Africa-Press – Niger. Depuis le coup d’État de juillet 2023, le Niger connaît une dégradation sécuritaire sans précédent, culminant avec l’attaque de l’aéroport de Niamey par l’État islamique. Décryptage en infographies d’une situation aux antipodes des discours et des promesses de la junte.
C’est une attaque inédite, en plein cœur de Niamey. Dans la nuit du mercredi 28 au jeudi 29 janvier, des dizaines de combattants de l’État islamique dans le Grand Sahara (EIGS) ont pris d’assaut l’aéroport de la capitale du Niger, ainsi que la base 101 qui la jouxte, mitraillant des avions civils et incendiant des appareils militaires. Dans une vidéo diffusée par les assaillants, on peut les voir circuler librement à moto sur le tarmac, détruire dans leur hangar un hélicoptère de combat Mi-17 et un avion d’attaque Hürkuş.

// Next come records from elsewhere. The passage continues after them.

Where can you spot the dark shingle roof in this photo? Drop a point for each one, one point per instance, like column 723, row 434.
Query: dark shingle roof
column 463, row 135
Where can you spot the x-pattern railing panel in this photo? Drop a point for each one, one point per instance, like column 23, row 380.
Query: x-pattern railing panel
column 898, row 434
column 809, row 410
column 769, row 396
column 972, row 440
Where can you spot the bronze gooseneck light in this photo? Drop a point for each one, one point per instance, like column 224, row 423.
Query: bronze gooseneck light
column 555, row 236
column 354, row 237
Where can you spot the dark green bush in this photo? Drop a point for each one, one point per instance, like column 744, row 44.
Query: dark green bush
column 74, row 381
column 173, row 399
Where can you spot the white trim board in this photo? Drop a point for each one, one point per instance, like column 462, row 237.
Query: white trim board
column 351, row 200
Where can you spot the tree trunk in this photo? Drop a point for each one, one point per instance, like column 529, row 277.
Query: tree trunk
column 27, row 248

Au-delà des dégâts matériels conséquents, cet attentat a surtout porté un coup majeur à la promesse faite par le général Abdourahamane Tiani au lendemain de son coup d’État du 26 juillet 2023 contre le président élu Mohamed Bazoum. Celle d’inverser la dégradation sécuritaire, provoquée par la « stratégie inefficace du pouvoir précédent ». Il assurait alors avoir pris les rênes afin de « préserver le pays » et de rétablir la sécurité grâce à une nouvelle approche offensive et à un changement de partenaires. Les soldats français et américains, présents dans plusieurs bases, ont été priés de quitter le pays, au profit des troupes russes de l’Africa Corps.

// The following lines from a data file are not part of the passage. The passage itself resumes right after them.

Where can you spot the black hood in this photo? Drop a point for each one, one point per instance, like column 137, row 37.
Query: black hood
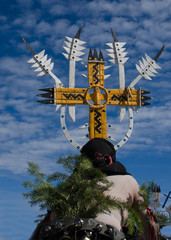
column 103, row 156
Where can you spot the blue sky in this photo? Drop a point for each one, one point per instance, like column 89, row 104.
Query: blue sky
column 30, row 131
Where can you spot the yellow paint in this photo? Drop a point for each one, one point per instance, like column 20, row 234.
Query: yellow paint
column 97, row 100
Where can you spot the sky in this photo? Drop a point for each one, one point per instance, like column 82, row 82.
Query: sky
column 30, row 131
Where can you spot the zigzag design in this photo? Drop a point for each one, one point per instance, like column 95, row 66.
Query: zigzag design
column 73, row 96
column 120, row 97
column 95, row 74
column 98, row 114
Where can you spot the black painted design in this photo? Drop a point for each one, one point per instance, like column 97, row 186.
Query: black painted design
column 97, row 120
column 95, row 74
column 71, row 96
column 119, row 98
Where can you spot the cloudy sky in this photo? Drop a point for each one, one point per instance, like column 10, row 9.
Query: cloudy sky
column 30, row 131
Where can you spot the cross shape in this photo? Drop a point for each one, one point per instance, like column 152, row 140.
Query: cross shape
column 96, row 96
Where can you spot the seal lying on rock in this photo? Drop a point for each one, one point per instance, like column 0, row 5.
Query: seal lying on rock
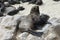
column 13, row 2
column 12, row 10
column 39, row 2
column 2, row 8
column 32, row 20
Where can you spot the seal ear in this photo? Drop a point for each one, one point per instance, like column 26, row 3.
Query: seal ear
column 35, row 10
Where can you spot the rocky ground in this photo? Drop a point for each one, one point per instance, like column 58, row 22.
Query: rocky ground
column 48, row 32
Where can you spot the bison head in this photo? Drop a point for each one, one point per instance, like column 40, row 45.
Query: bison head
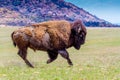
column 79, row 32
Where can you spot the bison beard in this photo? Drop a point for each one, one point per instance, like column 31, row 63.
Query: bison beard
column 52, row 36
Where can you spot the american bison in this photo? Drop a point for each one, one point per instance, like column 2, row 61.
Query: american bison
column 54, row 37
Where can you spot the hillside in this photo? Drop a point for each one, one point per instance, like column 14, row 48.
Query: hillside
column 25, row 12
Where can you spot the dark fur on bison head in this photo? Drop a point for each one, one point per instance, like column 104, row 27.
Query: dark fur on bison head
column 79, row 31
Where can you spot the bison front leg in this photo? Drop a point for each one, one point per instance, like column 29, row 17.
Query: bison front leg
column 65, row 55
column 52, row 55
column 23, row 54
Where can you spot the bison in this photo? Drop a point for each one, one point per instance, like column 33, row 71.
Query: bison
column 54, row 37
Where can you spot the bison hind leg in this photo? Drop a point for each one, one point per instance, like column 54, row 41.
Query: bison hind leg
column 65, row 55
column 52, row 55
column 23, row 54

Deux ans et demi plus tard, force est de constater que cette nouvelle stratégie n’a pas porté ses fruits. La dégradation sécuritaire s’est aggravée et les fronts se sont démultipliés. Le Niger, jusqu’alors relativement épargné par la déflagration jihadiste, contrairement à ses voisins malien et burkinabè, est devenu l’un des épicentres du terrorisme régional. En particulier dans l’ouest du pays, où se concentre la majorité des incidents violents. Avec 1 200 morts recensés en 2025, 3 371 depuis le coup d’État, la région du Tillabéri est devenue « le front le plus mortel de tout le Sahel central », devant le Mali et le Burkina Faso, alerte l’organisation Acled, qui recense les violences relatives au conflit.
Dans cette zone aride qui longe la frontière malienne, les Forces armées nigériennes (FAN) ont fait face à une recrudescence des embuscades, peinant à contenir la progression du Groupe de soutien à l’islam et aux musulmans (Jnim), affilié à Al-Qaida, et de l’EIGS, les deux principaux mouvements jihadistes. Les attaques se sont multipliées, comme le montre la carte ci-dessous.

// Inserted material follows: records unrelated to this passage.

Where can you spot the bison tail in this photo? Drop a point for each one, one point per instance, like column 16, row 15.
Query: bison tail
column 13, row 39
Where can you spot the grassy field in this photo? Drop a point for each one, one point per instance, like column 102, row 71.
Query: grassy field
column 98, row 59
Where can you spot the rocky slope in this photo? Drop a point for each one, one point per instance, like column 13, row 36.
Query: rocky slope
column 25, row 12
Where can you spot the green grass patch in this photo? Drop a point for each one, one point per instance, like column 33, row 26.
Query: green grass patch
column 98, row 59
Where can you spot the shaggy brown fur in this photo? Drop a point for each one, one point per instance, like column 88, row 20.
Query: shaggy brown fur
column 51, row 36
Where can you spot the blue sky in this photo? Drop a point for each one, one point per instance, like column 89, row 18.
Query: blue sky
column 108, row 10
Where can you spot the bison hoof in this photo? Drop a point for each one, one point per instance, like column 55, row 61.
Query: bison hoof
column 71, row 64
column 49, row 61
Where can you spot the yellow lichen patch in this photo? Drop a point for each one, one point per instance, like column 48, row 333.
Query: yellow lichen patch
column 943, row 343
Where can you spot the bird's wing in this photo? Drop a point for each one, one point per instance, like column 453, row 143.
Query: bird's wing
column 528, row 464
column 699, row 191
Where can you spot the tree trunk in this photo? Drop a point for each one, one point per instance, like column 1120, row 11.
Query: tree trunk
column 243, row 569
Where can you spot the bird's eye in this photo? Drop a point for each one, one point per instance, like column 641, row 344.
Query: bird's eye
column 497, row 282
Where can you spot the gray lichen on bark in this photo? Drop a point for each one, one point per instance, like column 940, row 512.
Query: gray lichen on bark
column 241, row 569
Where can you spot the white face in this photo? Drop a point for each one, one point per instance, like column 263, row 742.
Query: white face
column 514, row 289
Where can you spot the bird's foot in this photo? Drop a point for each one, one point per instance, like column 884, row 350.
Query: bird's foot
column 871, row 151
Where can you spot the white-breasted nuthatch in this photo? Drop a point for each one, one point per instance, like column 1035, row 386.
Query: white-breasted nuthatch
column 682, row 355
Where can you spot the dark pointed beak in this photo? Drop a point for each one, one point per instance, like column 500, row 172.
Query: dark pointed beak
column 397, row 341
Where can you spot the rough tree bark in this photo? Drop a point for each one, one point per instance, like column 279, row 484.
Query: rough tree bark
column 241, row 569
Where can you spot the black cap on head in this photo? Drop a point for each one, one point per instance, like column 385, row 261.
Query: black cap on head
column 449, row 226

L’une des plus mortelles s’est déroulée dans la commune de Tillia: le 25 mai 2025, des combattants de l’EIGS ont submergé le poste militaire d’Eknewan et ont tué une quarantaine de soldats. Un mois plus tard, ce sont 34 militaires qui ont été tués lors d’un assaut contre la ville de Banibangou, également située dans le Tillabéri. Les jihadistes s’en sont alors pris aux villages alentour, accusés de collaborer avec l’armée, à l’instar de celui de Manda. Des dizaines de civils ont été assassinés.
Dans leurs razzias successives, les jihadistes n’épargnent ni les musulmans ni leurs lieux de culte. Ainsi, l’un des pires massacres de l’histoire récente du Niger a eu lieu le 21 mars 2025, à Fambita, dans ce même département de Téra, qui borde le Burkina Faso. Au moins 44 civils ont été exécutés par les hommes de l’EIGS, pendant la prière, à l’intérieur de la mosquée. Trois jours de deuil national ont été décrétés.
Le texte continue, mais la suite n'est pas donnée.